Diary - EFA and InfiniBand, the hidden infrastructure story beneath LLMs
16 Jan 2026When training LLMs, I’ve built up a lot of experience on the architecture design and training code side, but the truth is there’s infrastructure beneath all of that, including the GPU cluster. While I was at SKT, there were experts in charge of the infrastructure, so I didn’t look closely at that part. But AWS is a cloud company, and my position seems to require me to handle the full pipeline as a full-stack engineer. So I figure I’ll take this opportunity to study infrastructure a bit.
And in fact, LLM architectures and training code should really be designed in an infra-wise manner that takes the configuration and conditions of the infrastructure into account. In my heart I thought I should study this ahead of time, but it always seemed like I only studied a little bit and scrambled to fix things after the training code’s speed wasn’t coming out or errors occurred. And the key point is, no matter what model it is, models are going to keep getting bigger going forward, but it’ll be hard for VRAM capacity to grow explosively, so I think I need to build up my infrastructure-related knowledge base more.
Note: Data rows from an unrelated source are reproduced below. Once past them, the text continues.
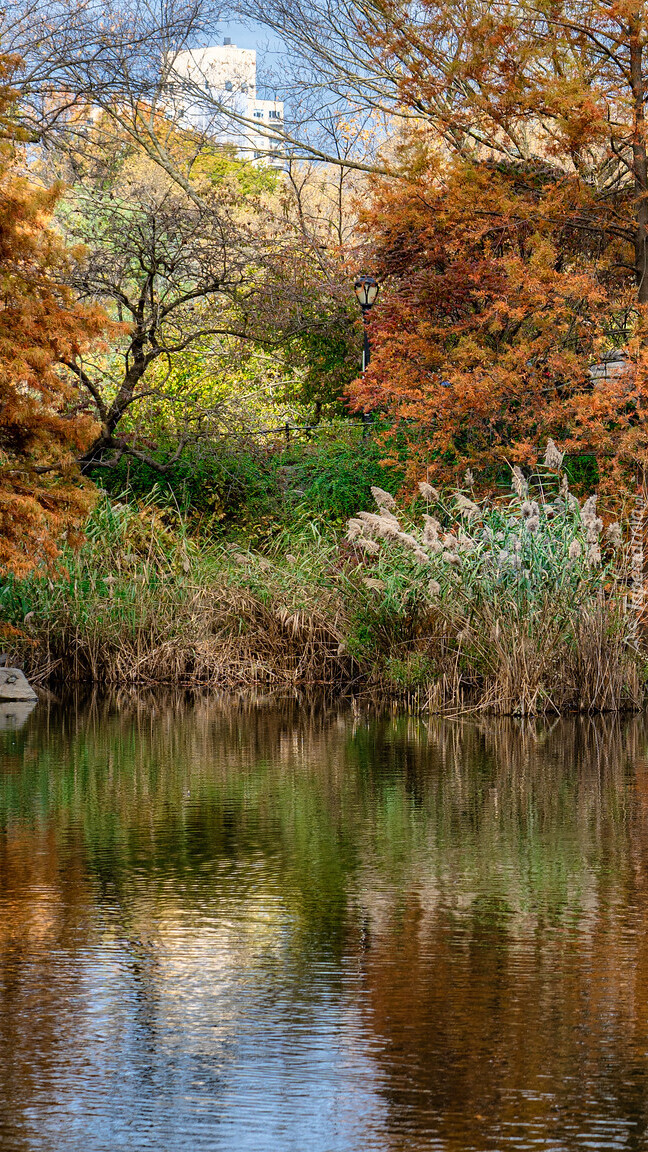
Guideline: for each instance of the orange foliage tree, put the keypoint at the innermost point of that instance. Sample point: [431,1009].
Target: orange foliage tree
[514,249]
[42,432]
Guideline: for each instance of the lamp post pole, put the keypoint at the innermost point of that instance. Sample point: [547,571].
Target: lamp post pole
[366,290]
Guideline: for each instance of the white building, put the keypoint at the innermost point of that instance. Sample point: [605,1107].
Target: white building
[215,92]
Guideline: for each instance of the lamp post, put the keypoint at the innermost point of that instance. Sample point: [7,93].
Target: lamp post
[367,290]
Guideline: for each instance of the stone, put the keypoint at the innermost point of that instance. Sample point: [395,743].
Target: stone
[14,715]
[14,686]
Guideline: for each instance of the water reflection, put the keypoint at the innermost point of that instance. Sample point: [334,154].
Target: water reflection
[242,927]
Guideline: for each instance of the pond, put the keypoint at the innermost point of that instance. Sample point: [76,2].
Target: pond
[276,929]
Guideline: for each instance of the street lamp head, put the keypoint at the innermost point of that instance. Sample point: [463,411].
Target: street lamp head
[366,289]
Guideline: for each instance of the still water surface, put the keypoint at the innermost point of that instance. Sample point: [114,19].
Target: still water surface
[249,929]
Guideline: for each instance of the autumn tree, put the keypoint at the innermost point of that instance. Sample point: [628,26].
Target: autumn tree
[223,268]
[42,327]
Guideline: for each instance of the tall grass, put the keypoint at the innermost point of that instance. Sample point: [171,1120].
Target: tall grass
[517,605]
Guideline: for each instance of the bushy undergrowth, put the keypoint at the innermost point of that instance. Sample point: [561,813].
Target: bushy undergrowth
[517,605]
[253,493]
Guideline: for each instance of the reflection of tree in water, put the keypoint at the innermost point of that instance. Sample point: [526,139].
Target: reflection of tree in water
[488,876]
[509,984]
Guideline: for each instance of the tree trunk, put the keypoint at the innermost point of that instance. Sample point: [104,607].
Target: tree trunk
[640,161]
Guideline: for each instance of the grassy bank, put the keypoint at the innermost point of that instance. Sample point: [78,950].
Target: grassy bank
[517,606]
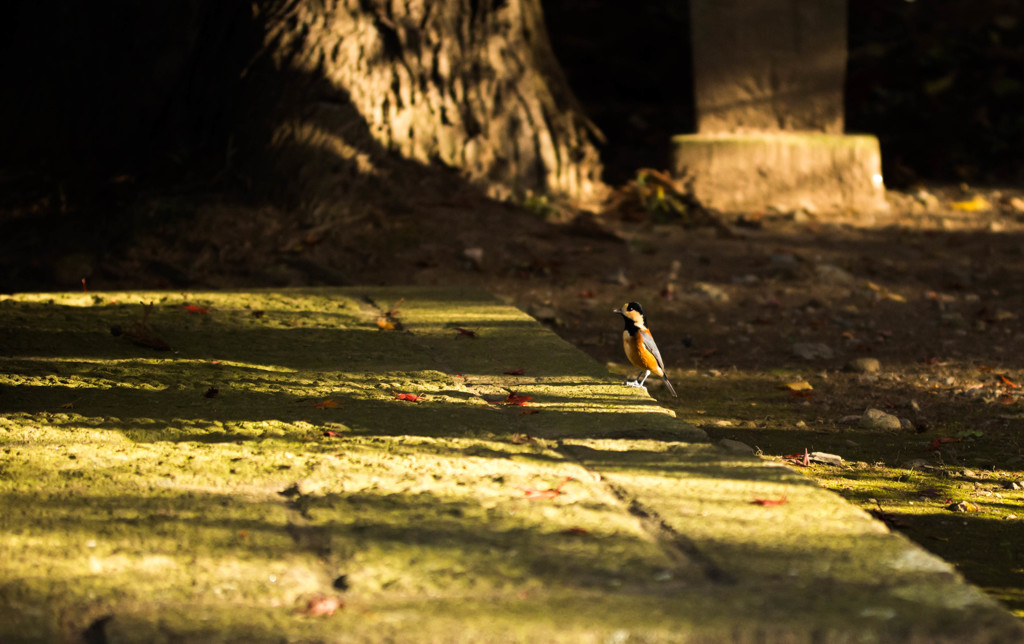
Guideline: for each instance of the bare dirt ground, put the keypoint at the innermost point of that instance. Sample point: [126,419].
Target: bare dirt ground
[761,322]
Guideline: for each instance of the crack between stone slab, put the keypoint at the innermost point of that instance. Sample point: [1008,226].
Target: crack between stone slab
[683,553]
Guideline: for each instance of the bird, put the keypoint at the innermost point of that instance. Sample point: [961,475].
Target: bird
[640,347]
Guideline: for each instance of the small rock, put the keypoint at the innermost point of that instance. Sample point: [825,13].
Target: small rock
[617,277]
[783,259]
[863,366]
[747,281]
[877,419]
[916,464]
[812,350]
[713,293]
[474,256]
[824,457]
[926,199]
[964,506]
[735,446]
[834,274]
[545,314]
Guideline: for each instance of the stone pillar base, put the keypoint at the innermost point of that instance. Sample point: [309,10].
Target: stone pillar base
[784,171]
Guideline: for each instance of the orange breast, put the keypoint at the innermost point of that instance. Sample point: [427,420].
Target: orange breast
[638,353]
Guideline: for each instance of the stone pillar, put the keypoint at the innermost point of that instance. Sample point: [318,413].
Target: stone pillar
[768,82]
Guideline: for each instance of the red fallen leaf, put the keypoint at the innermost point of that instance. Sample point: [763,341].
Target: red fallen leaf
[1009,382]
[412,397]
[768,503]
[937,442]
[803,460]
[534,494]
[324,606]
[576,531]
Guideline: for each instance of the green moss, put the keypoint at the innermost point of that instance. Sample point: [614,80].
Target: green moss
[208,492]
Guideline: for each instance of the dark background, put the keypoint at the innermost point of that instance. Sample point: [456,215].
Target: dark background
[172,89]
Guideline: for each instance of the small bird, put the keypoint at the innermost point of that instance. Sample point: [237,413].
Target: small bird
[640,347]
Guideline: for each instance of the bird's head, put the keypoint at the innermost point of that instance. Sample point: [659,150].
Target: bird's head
[633,312]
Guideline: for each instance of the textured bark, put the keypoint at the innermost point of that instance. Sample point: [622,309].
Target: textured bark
[467,84]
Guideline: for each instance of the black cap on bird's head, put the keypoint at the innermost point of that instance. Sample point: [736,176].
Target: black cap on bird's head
[632,311]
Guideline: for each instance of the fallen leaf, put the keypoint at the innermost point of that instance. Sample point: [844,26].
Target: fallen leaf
[412,397]
[974,205]
[964,506]
[576,531]
[324,606]
[768,503]
[534,494]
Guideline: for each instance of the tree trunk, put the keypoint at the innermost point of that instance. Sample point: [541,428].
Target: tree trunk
[466,84]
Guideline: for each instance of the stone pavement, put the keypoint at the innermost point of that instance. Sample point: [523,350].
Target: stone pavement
[408,465]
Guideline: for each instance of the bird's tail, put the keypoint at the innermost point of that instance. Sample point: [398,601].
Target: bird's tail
[671,388]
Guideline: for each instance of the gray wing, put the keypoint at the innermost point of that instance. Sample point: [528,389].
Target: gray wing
[648,343]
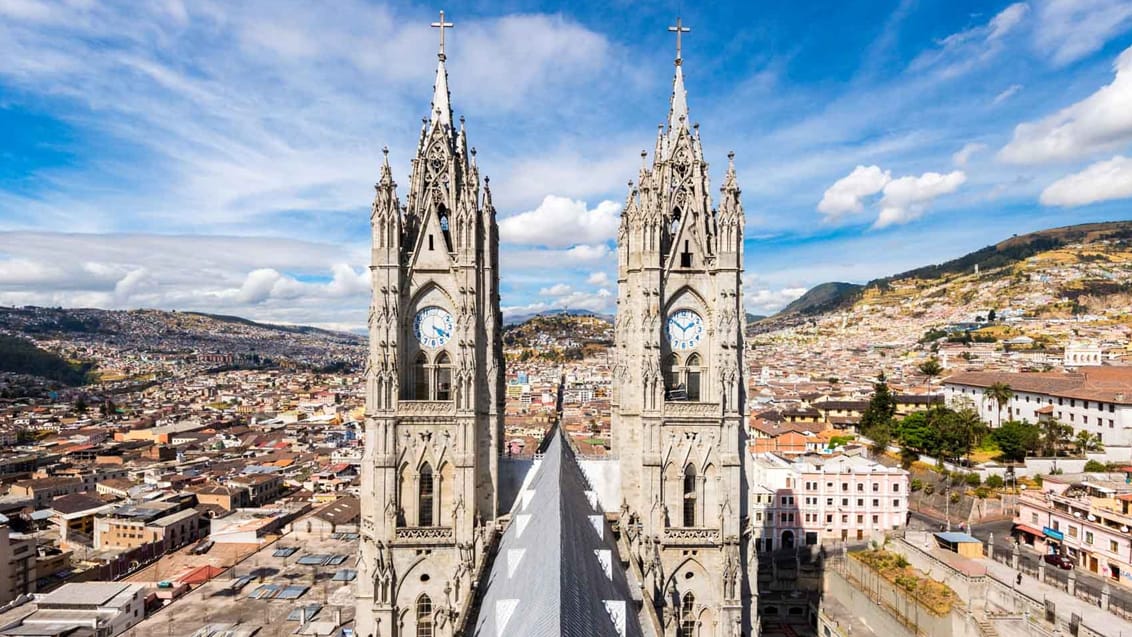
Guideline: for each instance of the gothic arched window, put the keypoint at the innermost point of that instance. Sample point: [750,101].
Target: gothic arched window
[423,617]
[687,617]
[426,489]
[692,377]
[443,377]
[419,380]
[689,496]
[671,371]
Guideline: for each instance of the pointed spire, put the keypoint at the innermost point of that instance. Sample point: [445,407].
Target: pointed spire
[386,172]
[442,100]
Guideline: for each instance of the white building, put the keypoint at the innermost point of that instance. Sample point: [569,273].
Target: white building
[87,608]
[820,498]
[1097,399]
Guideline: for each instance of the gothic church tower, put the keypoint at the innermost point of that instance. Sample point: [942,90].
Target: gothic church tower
[678,384]
[434,386]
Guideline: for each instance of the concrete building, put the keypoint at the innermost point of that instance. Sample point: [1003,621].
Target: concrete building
[1097,399]
[17,565]
[815,498]
[1087,517]
[435,385]
[678,387]
[88,608]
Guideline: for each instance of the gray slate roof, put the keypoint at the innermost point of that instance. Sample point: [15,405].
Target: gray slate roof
[557,573]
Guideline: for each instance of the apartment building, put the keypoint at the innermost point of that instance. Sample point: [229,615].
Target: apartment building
[1087,517]
[815,498]
[1097,399]
[17,565]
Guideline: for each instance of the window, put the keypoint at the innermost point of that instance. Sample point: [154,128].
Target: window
[687,616]
[443,377]
[419,381]
[423,617]
[689,496]
[693,377]
[425,501]
[682,382]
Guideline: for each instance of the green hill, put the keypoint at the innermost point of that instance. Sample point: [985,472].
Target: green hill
[823,298]
[19,355]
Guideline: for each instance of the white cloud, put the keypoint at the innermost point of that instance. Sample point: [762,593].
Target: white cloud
[766,301]
[906,198]
[963,155]
[556,290]
[965,50]
[847,194]
[559,222]
[1102,181]
[1098,122]
[1070,29]
[1010,92]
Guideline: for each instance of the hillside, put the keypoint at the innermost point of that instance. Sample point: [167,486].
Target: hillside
[188,336]
[1027,255]
[20,355]
[824,298]
[1082,273]
[558,336]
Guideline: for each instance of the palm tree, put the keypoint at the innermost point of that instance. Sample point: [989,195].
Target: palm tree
[1001,394]
[931,369]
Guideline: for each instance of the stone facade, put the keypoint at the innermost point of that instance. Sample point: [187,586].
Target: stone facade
[678,386]
[434,402]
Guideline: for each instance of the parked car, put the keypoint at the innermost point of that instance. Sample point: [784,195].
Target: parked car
[1058,560]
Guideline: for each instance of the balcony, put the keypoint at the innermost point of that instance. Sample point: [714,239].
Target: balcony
[426,410]
[425,535]
[689,409]
[685,536]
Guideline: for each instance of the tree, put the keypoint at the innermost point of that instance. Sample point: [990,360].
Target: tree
[1086,442]
[1015,439]
[931,369]
[1001,394]
[1055,436]
[882,406]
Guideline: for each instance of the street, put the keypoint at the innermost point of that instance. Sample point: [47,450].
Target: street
[1089,583]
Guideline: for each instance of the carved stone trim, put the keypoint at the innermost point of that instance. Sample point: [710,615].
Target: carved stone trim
[683,409]
[692,536]
[430,535]
[426,409]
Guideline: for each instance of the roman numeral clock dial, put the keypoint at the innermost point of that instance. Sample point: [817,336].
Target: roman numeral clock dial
[685,329]
[432,327]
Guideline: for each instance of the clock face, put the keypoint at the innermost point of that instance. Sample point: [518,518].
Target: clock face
[432,327]
[685,329]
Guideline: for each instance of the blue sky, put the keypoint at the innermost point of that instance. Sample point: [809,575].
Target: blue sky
[221,155]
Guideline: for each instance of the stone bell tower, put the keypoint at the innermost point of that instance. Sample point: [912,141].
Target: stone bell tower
[434,386]
[678,382]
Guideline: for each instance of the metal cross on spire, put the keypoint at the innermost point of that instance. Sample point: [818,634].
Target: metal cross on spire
[442,25]
[678,29]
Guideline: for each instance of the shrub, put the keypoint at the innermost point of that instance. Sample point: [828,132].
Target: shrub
[1094,466]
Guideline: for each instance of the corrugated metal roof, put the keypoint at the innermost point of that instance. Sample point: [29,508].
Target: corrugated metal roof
[557,571]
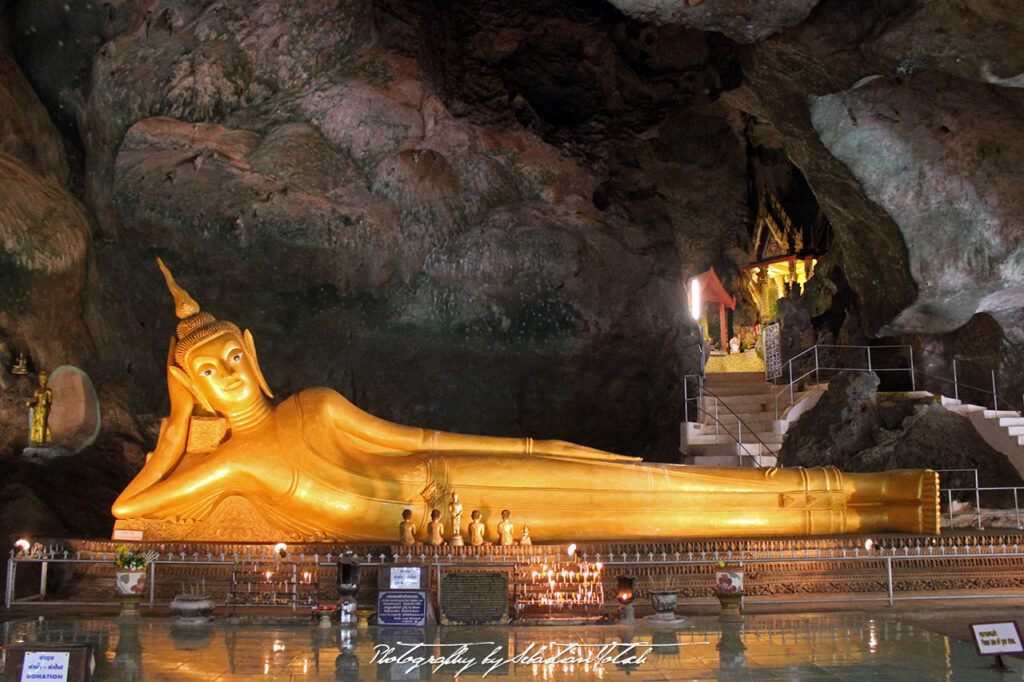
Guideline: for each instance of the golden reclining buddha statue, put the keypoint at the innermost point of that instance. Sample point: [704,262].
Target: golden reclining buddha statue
[230,465]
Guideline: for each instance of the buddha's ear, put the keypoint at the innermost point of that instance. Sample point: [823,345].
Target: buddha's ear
[247,339]
[178,375]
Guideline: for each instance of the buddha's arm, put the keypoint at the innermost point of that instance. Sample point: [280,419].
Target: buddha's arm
[170,444]
[375,434]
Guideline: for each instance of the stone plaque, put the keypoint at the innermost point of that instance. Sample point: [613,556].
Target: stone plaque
[474,596]
[406,607]
[74,417]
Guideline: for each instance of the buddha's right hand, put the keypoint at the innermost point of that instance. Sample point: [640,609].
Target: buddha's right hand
[171,443]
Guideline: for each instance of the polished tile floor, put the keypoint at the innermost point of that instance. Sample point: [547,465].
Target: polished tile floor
[819,646]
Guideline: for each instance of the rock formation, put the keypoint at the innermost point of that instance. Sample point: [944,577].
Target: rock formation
[480,216]
[854,428]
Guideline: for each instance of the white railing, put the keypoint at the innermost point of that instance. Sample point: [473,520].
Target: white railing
[810,361]
[714,415]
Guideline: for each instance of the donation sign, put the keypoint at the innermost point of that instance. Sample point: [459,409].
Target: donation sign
[996,638]
[51,666]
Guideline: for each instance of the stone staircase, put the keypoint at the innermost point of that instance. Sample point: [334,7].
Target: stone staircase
[1003,429]
[752,398]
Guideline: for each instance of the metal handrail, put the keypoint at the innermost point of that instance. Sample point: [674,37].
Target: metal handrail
[994,392]
[878,553]
[912,370]
[818,368]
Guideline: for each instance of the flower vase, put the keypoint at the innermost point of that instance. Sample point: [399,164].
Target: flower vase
[130,586]
[729,590]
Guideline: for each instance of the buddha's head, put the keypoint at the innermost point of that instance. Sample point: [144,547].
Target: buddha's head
[214,359]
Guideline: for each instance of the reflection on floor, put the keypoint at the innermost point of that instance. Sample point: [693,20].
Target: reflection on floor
[830,646]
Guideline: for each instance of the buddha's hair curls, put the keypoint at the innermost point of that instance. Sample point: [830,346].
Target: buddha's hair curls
[195,326]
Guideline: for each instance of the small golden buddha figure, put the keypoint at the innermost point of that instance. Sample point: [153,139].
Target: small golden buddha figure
[314,467]
[20,366]
[407,529]
[40,403]
[524,538]
[505,528]
[435,529]
[476,529]
[455,510]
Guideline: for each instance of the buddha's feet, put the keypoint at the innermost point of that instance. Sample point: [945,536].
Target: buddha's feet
[902,501]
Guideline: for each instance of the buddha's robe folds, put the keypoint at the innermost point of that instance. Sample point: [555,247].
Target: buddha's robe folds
[323,469]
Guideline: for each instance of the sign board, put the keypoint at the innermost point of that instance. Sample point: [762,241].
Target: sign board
[393,577]
[45,666]
[996,638]
[404,578]
[474,596]
[41,662]
[401,607]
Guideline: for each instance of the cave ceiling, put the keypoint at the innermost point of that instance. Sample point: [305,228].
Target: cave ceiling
[480,215]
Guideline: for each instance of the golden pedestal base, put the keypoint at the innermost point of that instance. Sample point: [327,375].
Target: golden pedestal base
[730,606]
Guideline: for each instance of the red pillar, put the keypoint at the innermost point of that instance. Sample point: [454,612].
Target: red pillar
[723,328]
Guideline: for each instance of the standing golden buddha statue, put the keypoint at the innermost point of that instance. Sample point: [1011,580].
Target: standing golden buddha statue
[39,433]
[314,467]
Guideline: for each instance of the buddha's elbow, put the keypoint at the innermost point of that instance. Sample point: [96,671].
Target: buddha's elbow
[125,508]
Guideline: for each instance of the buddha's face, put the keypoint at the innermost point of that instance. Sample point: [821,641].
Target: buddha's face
[223,373]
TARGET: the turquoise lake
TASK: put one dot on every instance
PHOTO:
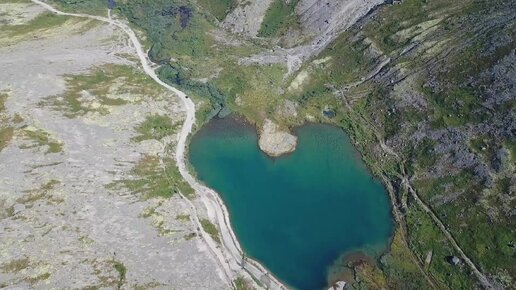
(296, 214)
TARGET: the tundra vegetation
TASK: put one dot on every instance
(426, 91)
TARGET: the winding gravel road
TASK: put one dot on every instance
(229, 253)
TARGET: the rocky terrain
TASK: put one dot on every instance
(425, 89)
(83, 201)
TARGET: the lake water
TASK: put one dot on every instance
(299, 213)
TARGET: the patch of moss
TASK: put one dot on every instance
(219, 8)
(154, 179)
(279, 18)
(211, 229)
(242, 284)
(16, 266)
(43, 21)
(122, 271)
(100, 89)
(42, 138)
(155, 127)
(6, 134)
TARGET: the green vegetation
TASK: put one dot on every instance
(242, 284)
(155, 127)
(424, 237)
(15, 266)
(42, 138)
(190, 236)
(211, 229)
(183, 217)
(3, 98)
(34, 195)
(6, 134)
(447, 85)
(219, 8)
(98, 7)
(122, 271)
(101, 88)
(280, 18)
(155, 179)
(42, 22)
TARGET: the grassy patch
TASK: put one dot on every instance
(219, 8)
(16, 266)
(211, 229)
(3, 98)
(35, 195)
(102, 88)
(155, 127)
(242, 284)
(98, 7)
(42, 138)
(44, 21)
(6, 134)
(280, 17)
(122, 271)
(426, 236)
(183, 217)
(190, 236)
(153, 179)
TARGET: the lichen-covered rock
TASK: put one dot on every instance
(247, 18)
(275, 142)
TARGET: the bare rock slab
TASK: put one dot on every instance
(274, 141)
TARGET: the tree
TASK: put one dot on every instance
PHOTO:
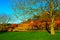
(26, 7)
(4, 19)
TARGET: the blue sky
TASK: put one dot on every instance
(5, 8)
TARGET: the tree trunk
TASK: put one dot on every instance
(52, 26)
(52, 17)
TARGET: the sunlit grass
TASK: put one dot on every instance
(29, 36)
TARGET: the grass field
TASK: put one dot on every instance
(29, 36)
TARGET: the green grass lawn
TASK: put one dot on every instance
(29, 36)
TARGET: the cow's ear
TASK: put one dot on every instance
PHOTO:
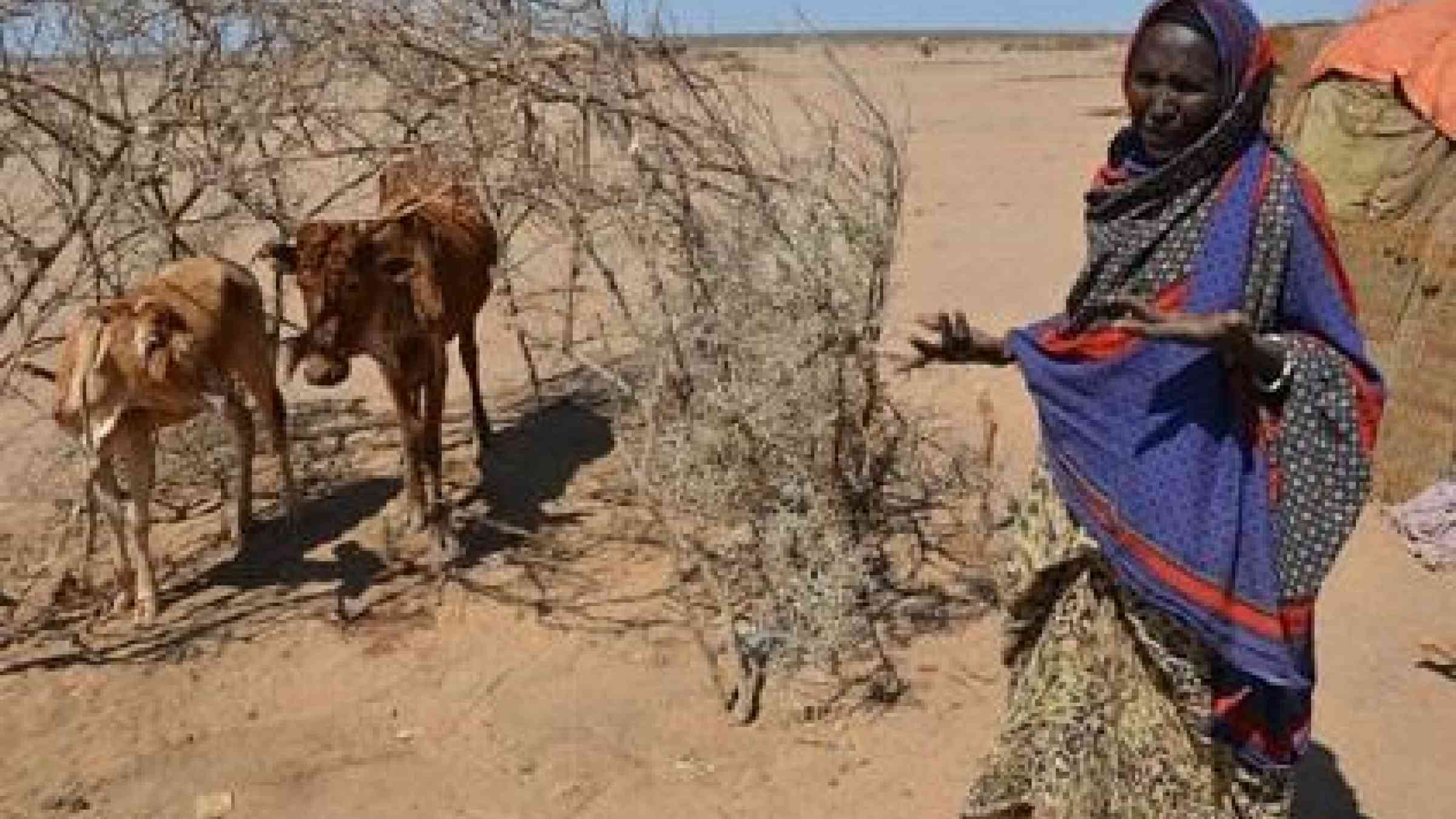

That way, when a new architecture comes out, having these fundamentals well in hand will let me apply it faster, and won’t that make me a more outstanding and rare AI engineer?
The first topics I’ll study are InfiniBand, the core of large-scale GPU clusters, and EFA, which AWS uses instead of InfiniBand. In the process of looking into them, there was truly a mountain of things I didn’t know. There were a lot of slightly embarrassing “you didn’t even know this?” things, but anyway, this top-down approach sticks in my memory better, so…
So why am I curious about InfiniBand and EFA in the first place?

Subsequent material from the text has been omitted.